Steve Fraser was cool and confident, and although he listened carefully he didn’t necessarily believe her. He listened to find the holes in her story.
‘You seem pretty familiar with the place,’ he said, when she told him about remembering the fire extinguisher in the kitchen and using it to slow the fire.
He might be on first-name terms with some of the locals now, but he couldn’t know all the history. ‘When I was a teenager, my uncle worked on the property and we lived in one of the cottages. Paula and I were good friends with Mark. We used to spend a lot of time in the homestead.’
‘The three of you were friends? But you didn’t go into Birraga with them on the night of the accident?’
‘No, I didn’t.’ Clear and truthful, and she could give him a legitimate reason why, even if she kept the real reason to herself. ‘A friend of Paula’s was playing in a band at the Royal Hotel and she wanted to see him. I wasn’t eighteen, and anyway, I had other things to do.’
‘Did you see them before they left?’
She recognised the real question: Did she know if Mark had been drinking? ‘No.’ Another truthful answer. ‘I saw him about five o’clock that afternoon. But I was out when he came to pick up Paula around eight o’clock.’ Out on purpose. Sitting by her mother’s grave in the Dungirri cemetery, walking home afterwards in the last light of the long summer day.
‘You lived with Mick and
his wife?’
‘Yes. They were my guardians after my parents died.’
Fraser grimaced in a show of silent sympathy. Clearly he knew Mick. ‘Why Mick and not Jim?’

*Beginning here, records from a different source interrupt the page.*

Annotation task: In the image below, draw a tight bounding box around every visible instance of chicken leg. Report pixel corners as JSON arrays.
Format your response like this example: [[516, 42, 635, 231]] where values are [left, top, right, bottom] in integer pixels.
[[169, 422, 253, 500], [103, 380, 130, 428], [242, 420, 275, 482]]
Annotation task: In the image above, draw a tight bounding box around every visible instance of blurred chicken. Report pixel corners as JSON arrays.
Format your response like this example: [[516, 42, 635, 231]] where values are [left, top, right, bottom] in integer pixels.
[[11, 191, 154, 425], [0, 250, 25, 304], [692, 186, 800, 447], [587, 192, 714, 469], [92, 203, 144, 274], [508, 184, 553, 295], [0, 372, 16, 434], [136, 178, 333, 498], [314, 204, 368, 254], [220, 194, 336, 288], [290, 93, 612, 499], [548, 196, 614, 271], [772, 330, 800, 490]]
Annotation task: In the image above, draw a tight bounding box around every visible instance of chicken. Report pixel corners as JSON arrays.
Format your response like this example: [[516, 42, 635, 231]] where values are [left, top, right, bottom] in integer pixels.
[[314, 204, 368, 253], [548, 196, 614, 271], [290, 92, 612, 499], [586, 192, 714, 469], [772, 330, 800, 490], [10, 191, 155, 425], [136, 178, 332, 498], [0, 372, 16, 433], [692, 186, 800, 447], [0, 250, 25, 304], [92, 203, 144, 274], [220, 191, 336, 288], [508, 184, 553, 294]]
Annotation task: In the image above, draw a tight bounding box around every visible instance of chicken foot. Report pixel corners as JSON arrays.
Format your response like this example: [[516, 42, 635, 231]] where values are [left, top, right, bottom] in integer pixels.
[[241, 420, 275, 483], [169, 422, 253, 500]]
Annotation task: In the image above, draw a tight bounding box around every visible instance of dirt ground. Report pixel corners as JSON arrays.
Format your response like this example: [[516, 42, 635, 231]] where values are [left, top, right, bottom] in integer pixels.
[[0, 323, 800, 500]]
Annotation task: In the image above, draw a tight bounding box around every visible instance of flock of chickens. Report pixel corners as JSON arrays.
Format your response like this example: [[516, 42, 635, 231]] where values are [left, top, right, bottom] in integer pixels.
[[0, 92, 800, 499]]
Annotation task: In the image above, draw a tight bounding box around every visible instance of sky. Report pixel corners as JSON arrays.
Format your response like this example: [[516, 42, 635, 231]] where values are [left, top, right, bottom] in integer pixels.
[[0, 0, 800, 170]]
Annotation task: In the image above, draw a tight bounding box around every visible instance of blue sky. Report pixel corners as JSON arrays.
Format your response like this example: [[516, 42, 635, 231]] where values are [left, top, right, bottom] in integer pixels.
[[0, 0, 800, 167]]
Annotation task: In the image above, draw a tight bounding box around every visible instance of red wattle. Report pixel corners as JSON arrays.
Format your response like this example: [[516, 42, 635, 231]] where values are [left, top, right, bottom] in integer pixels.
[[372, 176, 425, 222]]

The explanation she’d been given, time and again, remained carved in her memory. ‘A single father with two teenage sons was not considered a suitable placement for a twelve-year-old girl.’
‘Was Mick as wrecked then as he is now?’
More sympathy, or a leading question to assess her and establish her history in the district? ‘I haven’t seen or spoken to him since I left Dungirri after Paula’s funeral. I’d have described him then as a bitter non-achiever who blamed his lack of success on everyone and everything but his own weaknesses.’
Damn it, a little more emotion there than she’d intended to reveal. Yes, she was bitter, too. But she’d left it mostly behind her, hadn’t let it hold her back from achieving her goals.
Fraser had to have noticed, but kept his expression bland. ‘What about Mick’s wife? I’ve not heard much about her.’
‘Shotgun wedding, hopeless marriage,’ Jenn answered without emotion. ‘Doctor Russell had half the women in Dungirri doped to oblivion on anti-depressants, and Freda was one of them. Paula remembered her when she was younger, more together, but I only knew her as a vague, absent woman. She died some years ago.’ Unmourned, as far as Jenn was concerned. She’d sent flowers to the funeral out of respect for Paula’s memory. That was it. She shoved away the unexpected spike of old anger and pinned the detective with a firm gaze. ‘I don’t see how these questions are relevant to your current investigation, Detective.’